Außerdem werden unentschuldigte Fehlstunden von nun an auf den Zeugnissen vermerkt.

Dies ist nicht bloß noch eine unnötige Form der Bewertung, nein, es kann sogar zu einem Problem bei zukünftigen Bewerbungen werden: Entsprechen deine "sozialen Kompetenzen" nicht dem Idealbild des Betriebs, nützen dir deine ohnehin schon schwer erarbeiteten "normalen" Schulnoten nicht.

Schüler, die schon ohnehin unter dem Leistungsdruck der einzelnen Schulfächer stehen, müssen demnach sogar "braves Verhalten" erlernen, mit anderen Worten: Man soll sich der Norm entsprechend verhalten und wird somit stigmatisiert.

Was zunächst als Schülerproblem scheint, betrifft natürlich auch die Lehrer: Sie müssen jetzt nicht nur bei jedem einzelnen Schüler in jeder Schulstunde 2 individuelle Noten für die mündliche und schriftliche Leistung vergeben; sie müssen jeden einzelnen Schüler nun ebenfalls 6 weitere Noten für ihr Sozialverhalten geben, Stunde für Stunde.
Schnell wird klar, dass sich dies als äußerst schwierig gestaltet, nicht nur, weil es mittlerweile Schulklassen mit über 30 Schülern gibt, sondern auch weil die Bewertungskriterien mehr als schwammig sind: Bin ich z.B. unkooperativ, wenn ich mal gegen die Meinung meiner Lehrer/Mitschüler bin oder bin ich nicht verantwortungsbereit, wenn ich meinem Lehrer nicht seinen Stuhl nach der Stunde an seinen pult stelle?

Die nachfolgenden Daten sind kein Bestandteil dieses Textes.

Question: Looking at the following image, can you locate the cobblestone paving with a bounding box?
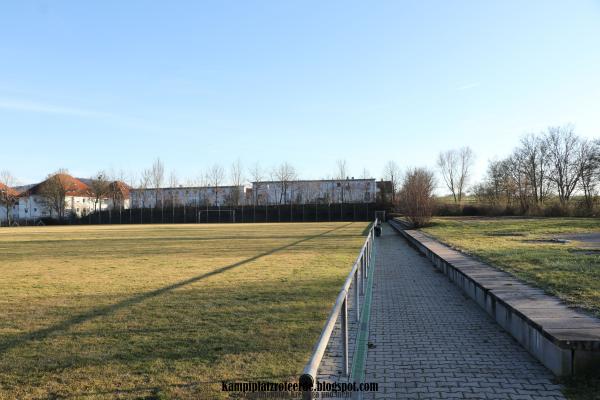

Diese Note wird übrigens schon in der Orientierungsstufe, also schon ab der 5. Klasse, mit einbezogen.

Die einzelnen Betriebe können und werden sich also ebenfalls danach orientieren, ohne den logischen Schluss zu fassen, dass ein Mensch sich z.B. im Laufe seines Studiums/seiner Ausbildung und im Laufe des Zivildienstes/der Wehrdienstabsolvierung charakterlich verändern könnte.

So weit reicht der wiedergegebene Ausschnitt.